Hoje de manhã, durante uma reunião no seu gabinete, reparei que tinha em cima da secretária uma fotografia do seu lindo pastor alemão. Enquanto que todos nós temos fotos dos nossos “significant others” e/ou filhos…Lynn tem uma foto de um cão. Tive pena dela.

Primeiro porque pensei logo na solidão, esse monstro tão temido que tanto mal faz a tantos de nós. Mas depois dei comigo a pensar… Será mesmo assim tão mau? É verdade que quando Lynn chega a casa à noite não tem ninguém com quem conversar ou passar momentos íntimos e agradáveis, mas igualmente verdade é que Lynn também não tem ninguém com quem discutir, a lhe dar cabo do juízo ou que lhe ponha os nervos em franja. O que Lynn tem quando chega a casa é tranquilidade, paz e sossego. E isso, para muitos, pode ser preferível.

Que piada tem passar um dia inteiro sob enorme stress quando se chega a casa à noite e se vive mais do mesmo? Sei de casais que vivem juntos há decadas pura e simplesmente por conveniência, lealdade ou razões económicas. Muitos levam vidas semi-independentes, mesmo vivendo sob o mesmo tecto e, quando se dirigem palavra, é mais para se insultarem ou discutirem do que para comunicarem.

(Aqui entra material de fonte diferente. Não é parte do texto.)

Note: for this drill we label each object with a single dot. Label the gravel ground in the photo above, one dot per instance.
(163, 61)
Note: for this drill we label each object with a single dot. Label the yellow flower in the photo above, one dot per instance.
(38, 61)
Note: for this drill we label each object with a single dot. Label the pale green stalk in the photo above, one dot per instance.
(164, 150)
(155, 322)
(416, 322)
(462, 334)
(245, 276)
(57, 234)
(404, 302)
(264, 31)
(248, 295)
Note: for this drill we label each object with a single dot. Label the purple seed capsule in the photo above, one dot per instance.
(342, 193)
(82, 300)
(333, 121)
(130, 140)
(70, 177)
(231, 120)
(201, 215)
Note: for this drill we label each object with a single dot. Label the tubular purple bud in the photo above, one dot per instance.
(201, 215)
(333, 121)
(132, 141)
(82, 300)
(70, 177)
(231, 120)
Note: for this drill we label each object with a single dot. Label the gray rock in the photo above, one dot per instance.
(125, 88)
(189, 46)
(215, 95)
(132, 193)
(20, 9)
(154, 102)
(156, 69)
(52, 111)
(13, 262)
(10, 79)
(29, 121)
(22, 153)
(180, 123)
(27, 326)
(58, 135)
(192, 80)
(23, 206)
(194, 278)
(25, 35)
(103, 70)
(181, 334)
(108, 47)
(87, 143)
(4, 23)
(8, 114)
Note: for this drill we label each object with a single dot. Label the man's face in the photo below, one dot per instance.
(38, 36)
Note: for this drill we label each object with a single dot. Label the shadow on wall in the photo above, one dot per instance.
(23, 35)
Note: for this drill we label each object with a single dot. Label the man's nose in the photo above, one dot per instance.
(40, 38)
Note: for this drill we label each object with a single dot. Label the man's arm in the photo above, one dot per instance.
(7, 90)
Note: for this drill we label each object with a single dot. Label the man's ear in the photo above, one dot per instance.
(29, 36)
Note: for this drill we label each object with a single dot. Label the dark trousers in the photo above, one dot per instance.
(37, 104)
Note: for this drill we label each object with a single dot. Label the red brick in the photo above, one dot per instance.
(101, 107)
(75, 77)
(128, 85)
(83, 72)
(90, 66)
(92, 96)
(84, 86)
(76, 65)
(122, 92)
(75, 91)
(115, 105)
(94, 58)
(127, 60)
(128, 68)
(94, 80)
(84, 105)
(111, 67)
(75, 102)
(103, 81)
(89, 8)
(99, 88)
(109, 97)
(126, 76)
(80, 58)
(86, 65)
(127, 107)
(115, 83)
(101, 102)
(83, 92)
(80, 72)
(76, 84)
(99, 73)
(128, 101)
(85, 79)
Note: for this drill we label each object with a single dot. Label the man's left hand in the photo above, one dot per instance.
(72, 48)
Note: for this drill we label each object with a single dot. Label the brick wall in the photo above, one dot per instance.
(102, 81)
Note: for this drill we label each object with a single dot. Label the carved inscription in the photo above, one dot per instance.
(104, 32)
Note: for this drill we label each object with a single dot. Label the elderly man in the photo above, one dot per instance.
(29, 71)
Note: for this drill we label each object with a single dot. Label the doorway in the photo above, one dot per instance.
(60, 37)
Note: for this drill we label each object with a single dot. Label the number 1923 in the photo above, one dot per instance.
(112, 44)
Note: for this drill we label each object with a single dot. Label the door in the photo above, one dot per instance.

O resto do tempo evitam-se. Cada um sabe de si e é por isso que tenho por hábito não criticar ninguém pelas suas decisões. Eu sei o quanto a vida é incerta, eu sei que “employment at will” traduz-se por “emprego precário”, que é como quase todos nós vivemos. Ninguém sabe o dia de amanhã, ninguém sabe se, quando sai de casa de manhã, se terá emprego quando regressar à noite. Infelizmente, é esta a realidade dura e crua. E é por isso que tantos casais e trabalhadores se sujeitam a situações longe de ser ideais.  Resignam-se durante o dia ao “be thankful you have a job” e resignam-se à noite à rotina, ao familiar, ao seguro. As garras do medo e da incerteza conseguem ser muito fortes.

Ouve-se falar muito de casais onde ambos cônjuges ficam desempregados de um momento para outro, mas pior ainda é quando isso acontece aos solteiros e estes vêem-se obrigados a liquidar tudo quanto possuem para depois irem viver para dentro dos próprios carros; passam depois a noite em parques de estacionamento de onde são corridos de manhã. Sós, sem o apoio de ninguém, sem um ombro onde chorar, sem ninguém com quem comiserar. A situação é de tal maneira dramática que até já há muitos estabelecimentos a colocarem barreiras ou notificações a alertar que os carros ali estacionados serão multados e/ou rebocados. Ninguém quer saber. Ninguém se interessa. Desgraças destas só acontecem aos outros e de qualquer maneira a culpa é deles por se terem deixado chegar a essa situação. Agora que se amanhem!

Tudo isto para dizer que os solteiros que se queixam da solidão e que desejam para si aquilo que os outros aparentam ter, devem-se lembrar do seguinte: nenhum de nós sabe o que realmente se passa por detrás das portas fechadas dos outros. As aparências iludem.


Relações modernas:
A Lynn é que é esperta!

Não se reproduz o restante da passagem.